Plans nationaux d’aide : le Département, aux côtés des filières agricoles, exige de l'État une vraie déclinaison ultra-marine

  • Publié le 11 septembre 2026 à 15:25
  • Actualisé le 11 septembre 2026 à 15:26
Conf de presse foire Bras-Panon 2026

Face à la dégradation inédite des conditions climatiques et économiques dans nos exploitations agricoles, le Président du Conseil Départemental, Cyrille Melchior, réaffirme le soutien absolu de la Collectivité envers l'ensemble des filières agricoles réunionnaises (canne à sucre, fruits, légumes, élevage). Nous publions le communiqué du Département ci-dessous (Photo d'illustration www.imazpress.com)

Alors que le Ministère de l’Agriculture a présenté le 4 septembre le Plan CASI (soutien national d'un milliard d'euros pour le climat et les intrants), le Département partage les vives inquiétudes de la Chambre d'Agriculture et du Comité Paritaire Interprofessionnel de la Canne et du Sucre (CPCS) : sans déclinaison ultra-marine ciblée, ce plan national restera inaccessible pour les exploitations réunionnaises.

Le Comité Sécheresse du 26 août dernier a confirmé un bilan climatique alarmant : la saison des pluies affiche un déficit cumulé de 45 %, le deuxième plus sévère depuis 54 ans et plusieurs cours d'eau et nappes phréatiques (Rivière Saint-Denis, Le Port, Saint-André) ont franchi les seuils d'alerte renforcée ou de crise. Sur le terrain, la situation est critique : la pénurie de fourrages s'aggrave dans les Hauts, contraignant les éleveurs à des surcoûts d'alimentation majeurs, des tours d'eau drastiques frappent les retenues collinaires du Tampon, la sécheresse se cumule à une flambée des engrais (+100 à +150 €/tonne) et à la fin de l'aide interprofessionnelle.
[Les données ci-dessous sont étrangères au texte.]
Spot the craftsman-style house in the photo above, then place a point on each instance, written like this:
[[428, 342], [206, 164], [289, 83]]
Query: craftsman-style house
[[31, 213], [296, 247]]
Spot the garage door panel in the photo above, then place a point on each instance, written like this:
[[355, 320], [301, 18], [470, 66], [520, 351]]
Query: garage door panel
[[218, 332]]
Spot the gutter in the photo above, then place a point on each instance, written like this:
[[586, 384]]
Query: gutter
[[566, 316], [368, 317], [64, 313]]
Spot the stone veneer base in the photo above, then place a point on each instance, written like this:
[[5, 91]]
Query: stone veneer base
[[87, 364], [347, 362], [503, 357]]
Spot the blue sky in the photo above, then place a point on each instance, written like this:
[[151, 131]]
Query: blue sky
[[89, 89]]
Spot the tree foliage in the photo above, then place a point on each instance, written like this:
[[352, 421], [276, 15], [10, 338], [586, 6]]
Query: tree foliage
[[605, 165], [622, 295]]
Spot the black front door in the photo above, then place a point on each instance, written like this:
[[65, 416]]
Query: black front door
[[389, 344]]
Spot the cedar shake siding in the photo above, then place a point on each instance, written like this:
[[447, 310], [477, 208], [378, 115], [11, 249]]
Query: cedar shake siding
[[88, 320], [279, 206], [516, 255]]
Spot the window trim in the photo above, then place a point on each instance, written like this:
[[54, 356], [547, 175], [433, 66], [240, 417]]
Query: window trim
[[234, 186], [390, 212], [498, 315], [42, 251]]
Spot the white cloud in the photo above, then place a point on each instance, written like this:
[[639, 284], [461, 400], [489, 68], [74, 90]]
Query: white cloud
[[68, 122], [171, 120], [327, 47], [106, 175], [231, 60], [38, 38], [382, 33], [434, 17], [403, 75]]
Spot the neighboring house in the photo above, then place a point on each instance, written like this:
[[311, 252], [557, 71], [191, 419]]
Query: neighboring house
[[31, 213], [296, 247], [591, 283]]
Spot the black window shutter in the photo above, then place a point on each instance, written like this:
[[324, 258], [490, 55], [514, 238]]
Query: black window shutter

Face à ce choc conjoncturel et climatique, les outils nationaux annoncés s'avèrent inadaptés aux micro-structures insulaires : l'Indemnisation de Solidarité Nationale (ISN / Sécheresse) s'appuie sur une assurance récolte quasi inexistante et inadaptée aux petites parcelles tropicales et le guichet d'aide aux engrais, bien que prolongé jusqu'au 31 décembre, impose un plancher d'achat de 750 € (exigeant au moins 15 ha) et exclut les engrais composés (NPK) et organiques. Or, la Surface Agricole Utile moyenne n'est que de 6,3 ha à La Réunion, et 90 % des fermes font moins de 12 ha.

Saisi officiellement dès le 14 août par le Président Cyrille Melchior, le Gouvernement doit adapter ses règles au nom de l'article 349 du TFUE (statut de RUP) :

la suppression du plancher de 750 € pour ouvrir les guichets du Plan CASI à 100 % des exploitations réunionnaises ;
l'éligibilité immédiate des engrais composés (NPK) et organiques, majoritairement utilisés localement ;
l'autorisation des demandes groupées via les structures collectives (CUMA, coopératives) ;
la territorialisation d'une enveloppe CASI / Fret dédiée, gérée localement pour financer le secours aux élevages (fourrages) et l'approvisionnement en eau et intrants.

Fidèle à ses engagements, le Département confirme sa participation à la réunion de concertation d'urgence sollicitée avec l'État, la Région, la Chambre d'Agriculture et les interprofessions. "Le Département restera en première ligne pour obtenir des arbitrages d'urgence justes et adaptés", conclut Cyrille Melchior.